The latest murder indictment against Aaron Hernandez, handed down on Thursday, could mean extra salary-cap space and recouped money for the New England Patriots because of the timing of the double-murder Hernandez has been charged with.
The former Patriots tight end signed a five-year, $40 million extension with New England in August 2012 that included a $12.5 million signing bonus and $16.4 million in total guaranteed money.
When Hernandez was arrested in June 2013 and charged with murder in the death of Odin Lloyd, the 24-year-old was still owed $6.21 million in guaranteed money, including the final $3.25 million installment on his signing bonus.
When it became apparent that the Patriots weren't going to pay the money, the NFLPA filed a grievance on Hernandez's behalf in October 2013. The NFLPA might have had a leg to stand on at the time, but after Hernandez's indictment on Thursday, the Patriots may have the upper hand.
CBSSports.com's Joel Corry, a former sports agent, explained back in March what a Hernandez indictment would mean.

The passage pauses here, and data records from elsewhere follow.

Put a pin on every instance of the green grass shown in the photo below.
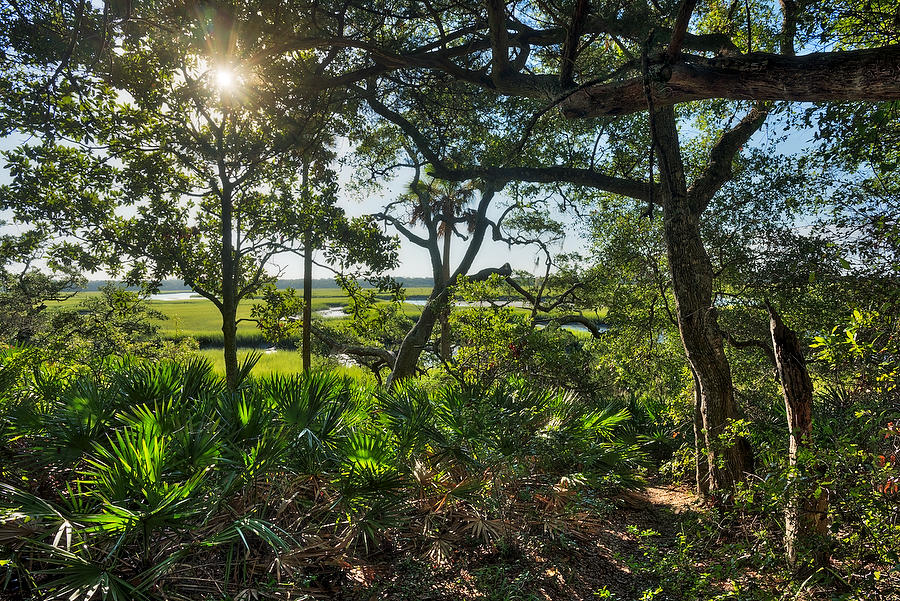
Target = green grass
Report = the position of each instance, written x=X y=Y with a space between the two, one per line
x=283 y=362
x=198 y=318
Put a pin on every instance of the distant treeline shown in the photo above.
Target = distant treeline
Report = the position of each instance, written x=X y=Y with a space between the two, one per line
x=178 y=285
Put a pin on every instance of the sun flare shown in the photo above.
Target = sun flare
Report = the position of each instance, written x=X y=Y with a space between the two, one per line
x=226 y=80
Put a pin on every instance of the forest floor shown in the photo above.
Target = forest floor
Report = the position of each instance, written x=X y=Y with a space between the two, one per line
x=600 y=559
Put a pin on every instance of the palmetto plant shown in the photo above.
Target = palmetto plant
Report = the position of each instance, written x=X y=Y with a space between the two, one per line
x=157 y=471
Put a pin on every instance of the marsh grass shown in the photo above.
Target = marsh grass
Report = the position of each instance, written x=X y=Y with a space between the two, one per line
x=283 y=362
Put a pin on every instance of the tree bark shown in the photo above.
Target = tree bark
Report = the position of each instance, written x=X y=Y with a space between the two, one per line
x=229 y=279
x=306 y=345
x=701 y=466
x=416 y=339
x=445 y=313
x=728 y=457
x=858 y=75
x=806 y=511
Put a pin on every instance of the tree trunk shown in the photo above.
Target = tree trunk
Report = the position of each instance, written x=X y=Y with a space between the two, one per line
x=229 y=281
x=806 y=511
x=229 y=338
x=702 y=467
x=416 y=339
x=445 y=313
x=728 y=457
x=306 y=345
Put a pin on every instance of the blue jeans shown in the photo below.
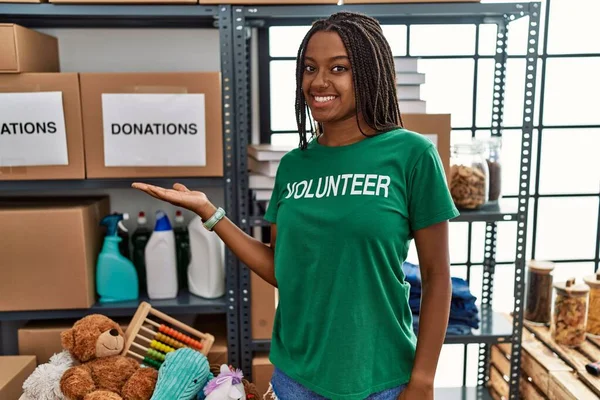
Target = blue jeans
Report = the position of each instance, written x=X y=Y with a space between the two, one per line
x=285 y=388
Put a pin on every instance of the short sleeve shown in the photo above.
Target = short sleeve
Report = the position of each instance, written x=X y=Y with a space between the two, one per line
x=429 y=199
x=273 y=205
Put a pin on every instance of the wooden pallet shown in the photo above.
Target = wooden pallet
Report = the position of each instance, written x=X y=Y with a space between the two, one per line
x=548 y=371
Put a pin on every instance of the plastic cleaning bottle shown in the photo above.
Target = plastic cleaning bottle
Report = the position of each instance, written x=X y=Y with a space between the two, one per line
x=124 y=247
x=206 y=272
x=139 y=240
x=161 y=260
x=116 y=278
x=182 y=244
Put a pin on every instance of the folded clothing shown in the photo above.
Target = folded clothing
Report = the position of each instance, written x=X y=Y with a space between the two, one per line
x=464 y=313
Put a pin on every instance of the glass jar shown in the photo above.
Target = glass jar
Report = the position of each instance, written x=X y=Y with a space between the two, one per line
x=593 y=322
x=570 y=313
x=538 y=300
x=493 y=157
x=469 y=176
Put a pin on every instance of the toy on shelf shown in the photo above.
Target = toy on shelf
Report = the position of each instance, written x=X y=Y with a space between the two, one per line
x=95 y=342
x=44 y=382
x=228 y=385
x=182 y=375
x=152 y=335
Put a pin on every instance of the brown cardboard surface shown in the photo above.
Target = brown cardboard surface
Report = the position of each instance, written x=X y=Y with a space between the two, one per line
x=124 y=1
x=262 y=371
x=49 y=252
x=439 y=124
x=94 y=84
x=26 y=50
x=68 y=84
x=270 y=2
x=408 y=1
x=14 y=370
x=262 y=307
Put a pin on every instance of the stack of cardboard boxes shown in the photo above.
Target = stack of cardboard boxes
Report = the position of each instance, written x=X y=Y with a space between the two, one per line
x=68 y=126
x=102 y=125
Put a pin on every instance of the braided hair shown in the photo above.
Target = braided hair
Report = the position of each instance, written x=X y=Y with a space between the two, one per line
x=373 y=72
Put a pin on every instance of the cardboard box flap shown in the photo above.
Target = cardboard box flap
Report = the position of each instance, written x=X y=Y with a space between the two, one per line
x=8 y=48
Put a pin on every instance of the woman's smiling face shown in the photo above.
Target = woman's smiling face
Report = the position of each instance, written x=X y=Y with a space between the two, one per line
x=327 y=79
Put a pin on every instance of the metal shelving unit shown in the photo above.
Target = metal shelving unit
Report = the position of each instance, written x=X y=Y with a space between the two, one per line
x=140 y=16
x=494 y=328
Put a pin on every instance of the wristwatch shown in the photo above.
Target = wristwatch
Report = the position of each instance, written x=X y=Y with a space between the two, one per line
x=210 y=223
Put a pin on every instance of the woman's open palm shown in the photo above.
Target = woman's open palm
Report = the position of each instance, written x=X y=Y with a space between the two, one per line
x=179 y=196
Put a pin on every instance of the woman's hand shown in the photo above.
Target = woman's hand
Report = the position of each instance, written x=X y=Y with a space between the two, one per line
x=415 y=391
x=180 y=196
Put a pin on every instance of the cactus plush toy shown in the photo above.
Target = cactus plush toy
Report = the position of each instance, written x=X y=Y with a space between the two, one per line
x=182 y=375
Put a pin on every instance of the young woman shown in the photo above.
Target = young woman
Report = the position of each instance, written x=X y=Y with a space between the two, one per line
x=345 y=207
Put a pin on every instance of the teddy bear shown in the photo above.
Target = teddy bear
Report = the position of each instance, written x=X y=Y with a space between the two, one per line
x=96 y=343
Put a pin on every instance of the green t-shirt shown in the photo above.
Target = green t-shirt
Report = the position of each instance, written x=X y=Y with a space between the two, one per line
x=345 y=217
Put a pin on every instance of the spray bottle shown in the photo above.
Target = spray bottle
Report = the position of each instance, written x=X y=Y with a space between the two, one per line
x=116 y=278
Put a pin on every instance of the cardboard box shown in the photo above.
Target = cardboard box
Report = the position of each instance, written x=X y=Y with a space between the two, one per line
x=270 y=2
x=124 y=1
x=49 y=251
x=94 y=85
x=437 y=127
x=14 y=370
x=26 y=50
x=68 y=85
x=262 y=371
x=263 y=304
x=407 y=1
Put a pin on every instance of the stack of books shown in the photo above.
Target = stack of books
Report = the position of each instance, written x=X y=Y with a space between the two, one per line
x=408 y=85
x=263 y=161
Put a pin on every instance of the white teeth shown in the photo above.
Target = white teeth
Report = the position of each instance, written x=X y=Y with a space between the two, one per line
x=322 y=99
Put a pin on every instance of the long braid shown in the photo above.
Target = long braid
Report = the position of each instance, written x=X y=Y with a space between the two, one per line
x=373 y=72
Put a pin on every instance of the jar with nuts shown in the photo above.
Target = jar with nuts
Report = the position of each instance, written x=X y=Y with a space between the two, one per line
x=493 y=156
x=569 y=318
x=469 y=176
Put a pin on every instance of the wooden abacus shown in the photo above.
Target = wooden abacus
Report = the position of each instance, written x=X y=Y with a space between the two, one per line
x=151 y=335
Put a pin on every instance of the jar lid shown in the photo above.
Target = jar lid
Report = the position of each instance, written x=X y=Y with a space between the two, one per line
x=542 y=267
x=571 y=288
x=593 y=280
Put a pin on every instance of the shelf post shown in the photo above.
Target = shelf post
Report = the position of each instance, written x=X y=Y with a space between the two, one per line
x=534 y=10
x=230 y=175
x=491 y=228
x=242 y=90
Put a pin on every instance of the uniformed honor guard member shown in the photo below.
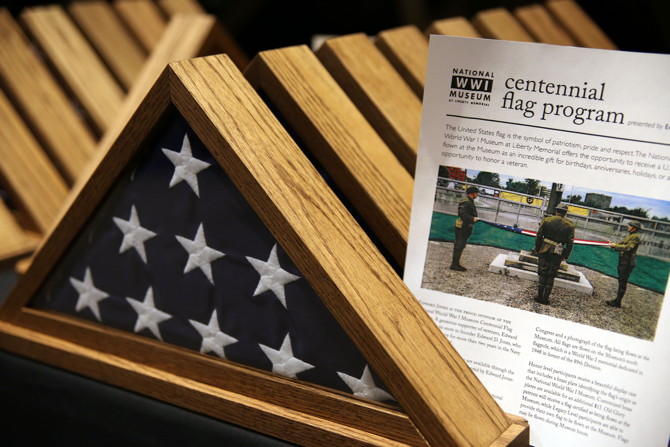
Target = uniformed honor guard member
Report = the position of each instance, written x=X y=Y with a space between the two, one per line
x=553 y=244
x=467 y=216
x=627 y=249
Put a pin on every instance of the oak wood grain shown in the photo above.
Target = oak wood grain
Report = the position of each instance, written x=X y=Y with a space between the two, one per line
x=340 y=137
x=172 y=7
x=542 y=26
x=378 y=91
x=27 y=173
x=499 y=23
x=407 y=50
x=453 y=26
x=579 y=24
x=115 y=44
x=230 y=405
x=14 y=243
x=144 y=18
x=76 y=62
x=429 y=379
x=42 y=102
x=440 y=394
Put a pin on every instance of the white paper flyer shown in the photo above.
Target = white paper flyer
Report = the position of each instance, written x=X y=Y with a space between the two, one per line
x=537 y=127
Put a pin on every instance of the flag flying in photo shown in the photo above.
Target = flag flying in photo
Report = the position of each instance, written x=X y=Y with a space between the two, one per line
x=176 y=253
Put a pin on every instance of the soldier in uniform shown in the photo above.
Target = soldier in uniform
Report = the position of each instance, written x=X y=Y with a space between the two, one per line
x=627 y=249
x=553 y=244
x=467 y=216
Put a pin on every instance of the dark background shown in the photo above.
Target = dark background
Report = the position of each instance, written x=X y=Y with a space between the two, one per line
x=257 y=25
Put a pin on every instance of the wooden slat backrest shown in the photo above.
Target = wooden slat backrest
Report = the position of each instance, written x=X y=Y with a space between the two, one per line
x=105 y=30
x=172 y=7
x=339 y=136
x=85 y=75
x=378 y=91
x=41 y=100
x=407 y=50
x=499 y=23
x=453 y=26
x=579 y=25
x=32 y=180
x=14 y=243
x=185 y=37
x=542 y=26
x=223 y=39
x=144 y=18
x=441 y=395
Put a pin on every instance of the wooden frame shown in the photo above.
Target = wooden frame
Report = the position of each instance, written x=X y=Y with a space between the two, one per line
x=341 y=139
x=75 y=60
x=442 y=397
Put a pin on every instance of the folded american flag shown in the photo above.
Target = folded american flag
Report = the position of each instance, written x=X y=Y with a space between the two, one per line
x=175 y=252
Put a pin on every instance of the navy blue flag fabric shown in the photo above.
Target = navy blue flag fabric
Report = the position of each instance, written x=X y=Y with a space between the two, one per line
x=175 y=253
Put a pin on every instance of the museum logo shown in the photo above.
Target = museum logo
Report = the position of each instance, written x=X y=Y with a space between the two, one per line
x=471 y=86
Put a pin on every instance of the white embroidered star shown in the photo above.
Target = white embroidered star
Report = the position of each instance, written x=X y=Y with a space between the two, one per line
x=148 y=316
x=365 y=386
x=89 y=295
x=199 y=254
x=134 y=235
x=283 y=362
x=213 y=340
x=273 y=277
x=186 y=167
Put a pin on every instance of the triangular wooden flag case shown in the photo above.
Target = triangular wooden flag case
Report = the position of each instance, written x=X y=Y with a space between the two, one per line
x=439 y=399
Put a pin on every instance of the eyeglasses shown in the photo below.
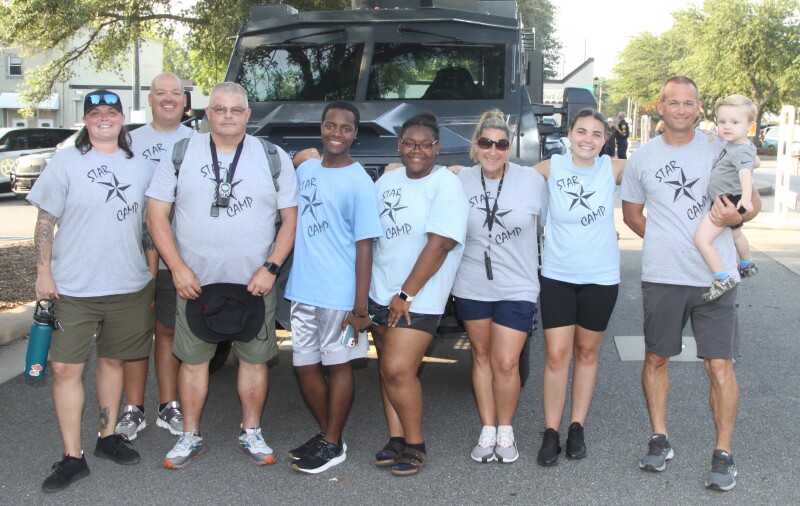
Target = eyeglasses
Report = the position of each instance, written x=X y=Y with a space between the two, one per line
x=106 y=98
x=425 y=146
x=484 y=143
x=222 y=110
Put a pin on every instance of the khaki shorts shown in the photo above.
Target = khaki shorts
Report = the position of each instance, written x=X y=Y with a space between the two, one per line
x=193 y=350
x=122 y=326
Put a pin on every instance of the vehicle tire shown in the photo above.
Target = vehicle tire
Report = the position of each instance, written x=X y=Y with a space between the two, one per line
x=220 y=357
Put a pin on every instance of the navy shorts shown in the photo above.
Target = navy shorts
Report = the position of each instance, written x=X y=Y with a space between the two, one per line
x=419 y=321
x=564 y=304
x=514 y=314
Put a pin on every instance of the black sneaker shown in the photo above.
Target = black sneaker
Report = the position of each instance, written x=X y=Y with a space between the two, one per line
x=296 y=453
x=551 y=447
x=66 y=471
x=320 y=457
x=114 y=447
x=576 y=446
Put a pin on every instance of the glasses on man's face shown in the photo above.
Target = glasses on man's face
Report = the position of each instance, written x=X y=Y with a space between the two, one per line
x=424 y=146
x=221 y=110
x=104 y=98
x=484 y=143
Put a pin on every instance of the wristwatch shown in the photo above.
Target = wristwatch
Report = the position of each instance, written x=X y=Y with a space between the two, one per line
x=404 y=296
x=273 y=268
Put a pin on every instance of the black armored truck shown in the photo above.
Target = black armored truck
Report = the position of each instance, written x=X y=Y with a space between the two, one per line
x=394 y=59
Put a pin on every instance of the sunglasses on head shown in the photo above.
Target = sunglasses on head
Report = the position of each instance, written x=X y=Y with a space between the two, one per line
x=502 y=144
x=106 y=98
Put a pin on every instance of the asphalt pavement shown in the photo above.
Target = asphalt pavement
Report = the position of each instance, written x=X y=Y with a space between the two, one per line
x=617 y=429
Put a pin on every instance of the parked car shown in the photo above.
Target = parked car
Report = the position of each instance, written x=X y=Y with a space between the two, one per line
x=18 y=141
x=769 y=137
x=28 y=168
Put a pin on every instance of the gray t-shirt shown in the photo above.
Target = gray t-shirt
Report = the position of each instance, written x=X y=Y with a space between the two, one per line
x=672 y=182
x=514 y=252
x=155 y=145
x=99 y=202
x=725 y=174
x=228 y=248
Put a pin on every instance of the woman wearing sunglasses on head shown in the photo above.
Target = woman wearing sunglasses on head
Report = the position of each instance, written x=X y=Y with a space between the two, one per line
x=497 y=285
x=423 y=213
x=579 y=278
x=95 y=272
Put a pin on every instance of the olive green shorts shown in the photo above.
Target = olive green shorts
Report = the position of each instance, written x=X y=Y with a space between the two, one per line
x=193 y=350
x=122 y=326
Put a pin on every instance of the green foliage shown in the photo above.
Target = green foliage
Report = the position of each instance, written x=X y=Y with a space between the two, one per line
x=751 y=47
x=540 y=15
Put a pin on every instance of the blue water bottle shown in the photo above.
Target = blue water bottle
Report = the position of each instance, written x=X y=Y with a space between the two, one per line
x=44 y=321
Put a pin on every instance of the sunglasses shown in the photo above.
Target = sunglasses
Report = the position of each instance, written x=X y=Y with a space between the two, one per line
x=502 y=144
x=106 y=98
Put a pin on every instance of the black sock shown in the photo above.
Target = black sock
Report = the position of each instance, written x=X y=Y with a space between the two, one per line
x=419 y=447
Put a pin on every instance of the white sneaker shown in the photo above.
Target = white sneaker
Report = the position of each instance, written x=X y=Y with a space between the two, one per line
x=130 y=422
x=506 y=448
x=188 y=447
x=252 y=444
x=484 y=450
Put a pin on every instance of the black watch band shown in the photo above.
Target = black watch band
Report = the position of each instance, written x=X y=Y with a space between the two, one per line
x=273 y=268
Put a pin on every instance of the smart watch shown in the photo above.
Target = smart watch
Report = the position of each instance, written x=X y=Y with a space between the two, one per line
x=273 y=268
x=404 y=296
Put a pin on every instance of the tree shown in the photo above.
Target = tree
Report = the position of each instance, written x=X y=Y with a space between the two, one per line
x=540 y=15
x=746 y=47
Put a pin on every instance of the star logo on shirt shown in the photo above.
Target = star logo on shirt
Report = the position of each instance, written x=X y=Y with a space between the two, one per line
x=580 y=197
x=683 y=187
x=116 y=189
x=310 y=205
x=494 y=218
x=391 y=208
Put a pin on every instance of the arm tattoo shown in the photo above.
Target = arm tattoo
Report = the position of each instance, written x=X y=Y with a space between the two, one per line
x=43 y=236
x=147 y=239
x=105 y=417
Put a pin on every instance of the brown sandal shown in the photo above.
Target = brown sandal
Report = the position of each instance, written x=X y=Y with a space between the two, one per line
x=409 y=463
x=389 y=454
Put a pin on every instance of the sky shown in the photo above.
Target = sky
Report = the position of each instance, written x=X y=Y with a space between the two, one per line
x=601 y=29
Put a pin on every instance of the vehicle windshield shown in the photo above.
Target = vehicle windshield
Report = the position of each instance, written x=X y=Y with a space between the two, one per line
x=409 y=71
x=302 y=72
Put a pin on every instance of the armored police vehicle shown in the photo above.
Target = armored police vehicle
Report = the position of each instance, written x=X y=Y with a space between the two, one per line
x=393 y=59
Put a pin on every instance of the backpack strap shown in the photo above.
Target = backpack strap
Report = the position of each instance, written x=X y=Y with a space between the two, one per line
x=274 y=160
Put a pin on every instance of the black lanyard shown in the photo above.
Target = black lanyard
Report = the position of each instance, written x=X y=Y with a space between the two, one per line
x=222 y=192
x=490 y=214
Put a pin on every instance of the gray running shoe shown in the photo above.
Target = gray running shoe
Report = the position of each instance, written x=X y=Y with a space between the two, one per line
x=718 y=288
x=131 y=422
x=749 y=271
x=505 y=451
x=484 y=450
x=252 y=444
x=171 y=418
x=723 y=472
x=657 y=455
x=188 y=447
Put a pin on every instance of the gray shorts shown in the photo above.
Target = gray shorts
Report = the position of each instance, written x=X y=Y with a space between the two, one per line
x=166 y=297
x=316 y=337
x=121 y=325
x=193 y=350
x=667 y=308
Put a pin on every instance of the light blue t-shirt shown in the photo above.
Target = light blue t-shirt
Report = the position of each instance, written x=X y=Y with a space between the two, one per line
x=336 y=208
x=410 y=209
x=580 y=243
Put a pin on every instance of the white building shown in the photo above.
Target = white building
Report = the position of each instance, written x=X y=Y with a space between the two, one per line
x=64 y=108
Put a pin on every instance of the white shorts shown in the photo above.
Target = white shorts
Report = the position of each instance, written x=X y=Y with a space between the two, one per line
x=316 y=337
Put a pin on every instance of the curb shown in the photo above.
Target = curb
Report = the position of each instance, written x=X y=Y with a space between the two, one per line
x=16 y=323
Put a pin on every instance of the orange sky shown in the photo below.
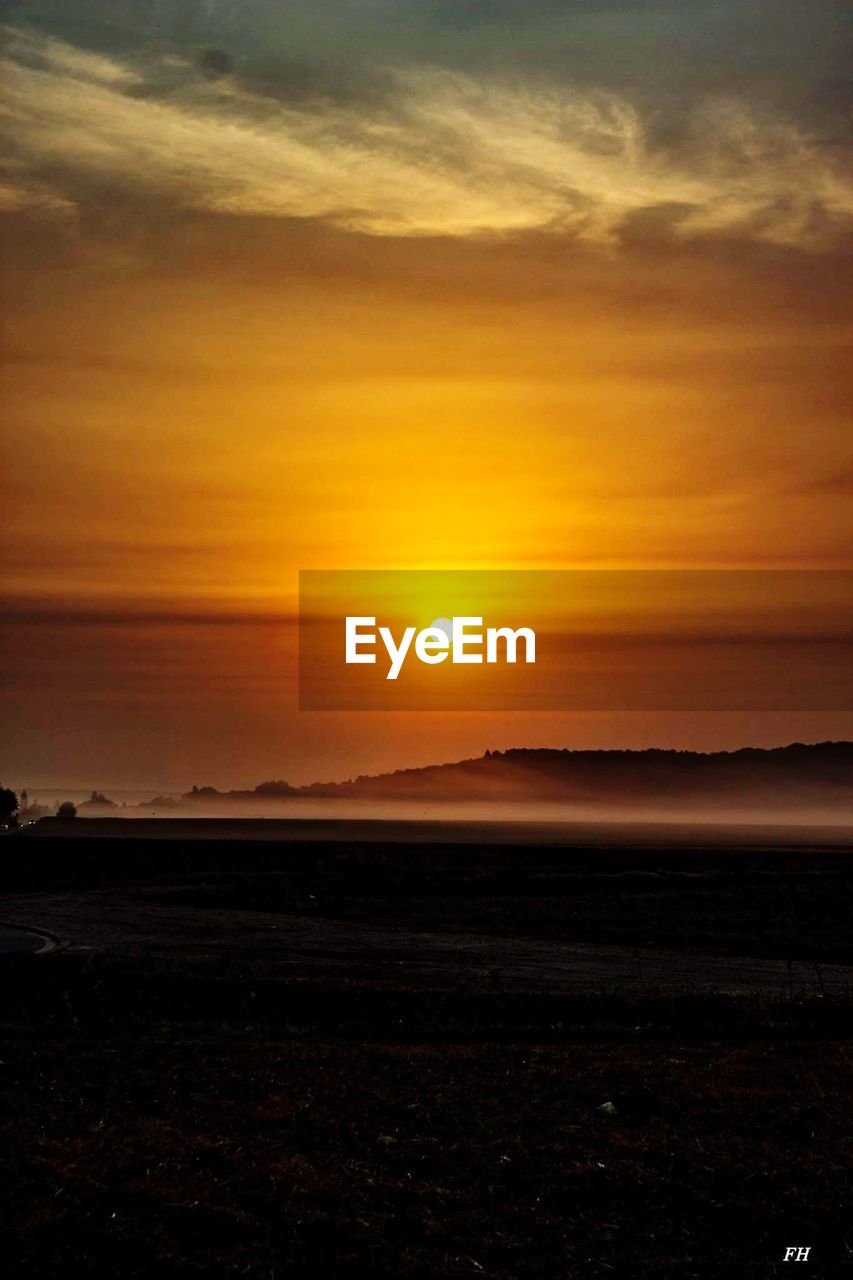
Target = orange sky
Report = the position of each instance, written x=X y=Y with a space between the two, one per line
x=201 y=401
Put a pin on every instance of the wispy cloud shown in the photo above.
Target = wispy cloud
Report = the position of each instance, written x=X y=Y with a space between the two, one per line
x=443 y=155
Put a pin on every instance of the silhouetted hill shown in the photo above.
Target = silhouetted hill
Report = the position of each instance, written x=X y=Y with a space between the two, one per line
x=792 y=773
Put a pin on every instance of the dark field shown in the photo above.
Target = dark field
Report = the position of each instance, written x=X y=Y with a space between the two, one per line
x=264 y=1059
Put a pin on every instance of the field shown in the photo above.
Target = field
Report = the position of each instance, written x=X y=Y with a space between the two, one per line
x=397 y=1059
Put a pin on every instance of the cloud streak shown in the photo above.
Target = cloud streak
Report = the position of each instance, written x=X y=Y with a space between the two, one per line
x=445 y=154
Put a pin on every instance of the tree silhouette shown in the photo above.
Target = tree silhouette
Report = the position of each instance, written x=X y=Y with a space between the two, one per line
x=8 y=804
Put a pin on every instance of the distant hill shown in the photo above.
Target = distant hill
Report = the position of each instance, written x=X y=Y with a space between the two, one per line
x=801 y=772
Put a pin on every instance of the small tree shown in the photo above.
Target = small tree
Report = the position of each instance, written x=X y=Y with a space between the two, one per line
x=8 y=804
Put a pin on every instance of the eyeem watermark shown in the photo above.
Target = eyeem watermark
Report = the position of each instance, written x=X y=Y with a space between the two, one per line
x=592 y=640
x=461 y=639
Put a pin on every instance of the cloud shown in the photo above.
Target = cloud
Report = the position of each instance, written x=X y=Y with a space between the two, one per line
x=443 y=154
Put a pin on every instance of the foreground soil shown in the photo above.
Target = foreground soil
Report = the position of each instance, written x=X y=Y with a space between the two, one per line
x=272 y=1159
x=427 y=1061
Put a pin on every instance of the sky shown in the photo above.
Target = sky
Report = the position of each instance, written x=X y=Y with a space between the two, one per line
x=398 y=284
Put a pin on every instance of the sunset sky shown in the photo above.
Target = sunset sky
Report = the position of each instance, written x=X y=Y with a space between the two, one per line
x=398 y=284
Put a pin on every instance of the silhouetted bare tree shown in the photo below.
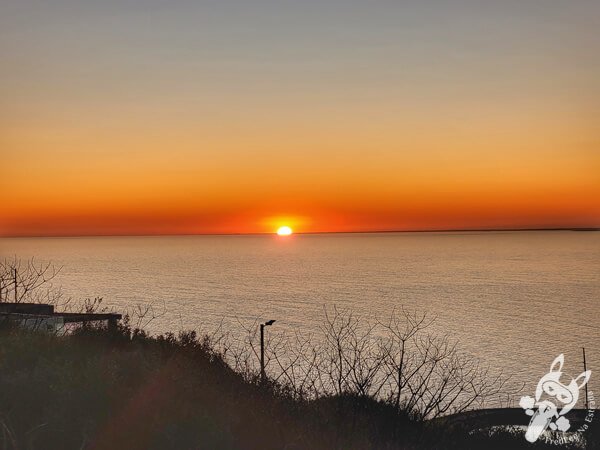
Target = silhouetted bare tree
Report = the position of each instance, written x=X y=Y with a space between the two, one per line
x=27 y=281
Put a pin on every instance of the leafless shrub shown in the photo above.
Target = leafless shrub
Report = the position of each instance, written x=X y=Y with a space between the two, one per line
x=397 y=360
x=27 y=281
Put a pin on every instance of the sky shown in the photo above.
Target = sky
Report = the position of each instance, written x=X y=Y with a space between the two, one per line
x=169 y=117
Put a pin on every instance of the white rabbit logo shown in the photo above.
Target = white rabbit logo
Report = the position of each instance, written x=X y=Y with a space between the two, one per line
x=560 y=399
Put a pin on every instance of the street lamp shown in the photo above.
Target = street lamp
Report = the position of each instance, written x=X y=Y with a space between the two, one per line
x=262 y=348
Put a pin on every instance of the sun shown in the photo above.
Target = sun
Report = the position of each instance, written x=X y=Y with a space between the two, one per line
x=284 y=231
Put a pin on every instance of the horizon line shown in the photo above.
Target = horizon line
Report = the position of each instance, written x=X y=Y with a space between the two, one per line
x=441 y=230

If Hernandez is charged in connection to the July 2012 double murder in Boston -- before him signing his extension -- language in his contract should give the Patriots grounds to recoup his entire signing bonus and end his grievance. Hernandez's contract contains a clause where he represents and warrants that there weren't any existing circumstances when he signed his deal that would prevent his continued availability throughout the contract. Committing or participating in a double murder should meet this standard. There's another clause explicitly stating that the Patriots wouldn't have entered into the contract except for Hernandez's representations. At a minimum, the Patriots would gain $3.25 million in cap space from the unpaid signing bonus installment. Any additional cap relief would come only from money that was recovered from Hernandez, which may not be any given his circumstances.
Basically, the Patriots have a good chance of getting an extra $3.25 million in cap space. However, the team is unlikely to get any more than that because any additional space would have to come from money directly recovered from Hernandez, money that's being drained by his mounting legal problems.
Hernandez was indicted on a double-murder charge on Thursday, stemming from the July 2012 deaths of Daniel Abreu and Safiro Furtado in Boston. The murders came just one month before Hernandez signed his extension with the Patriots.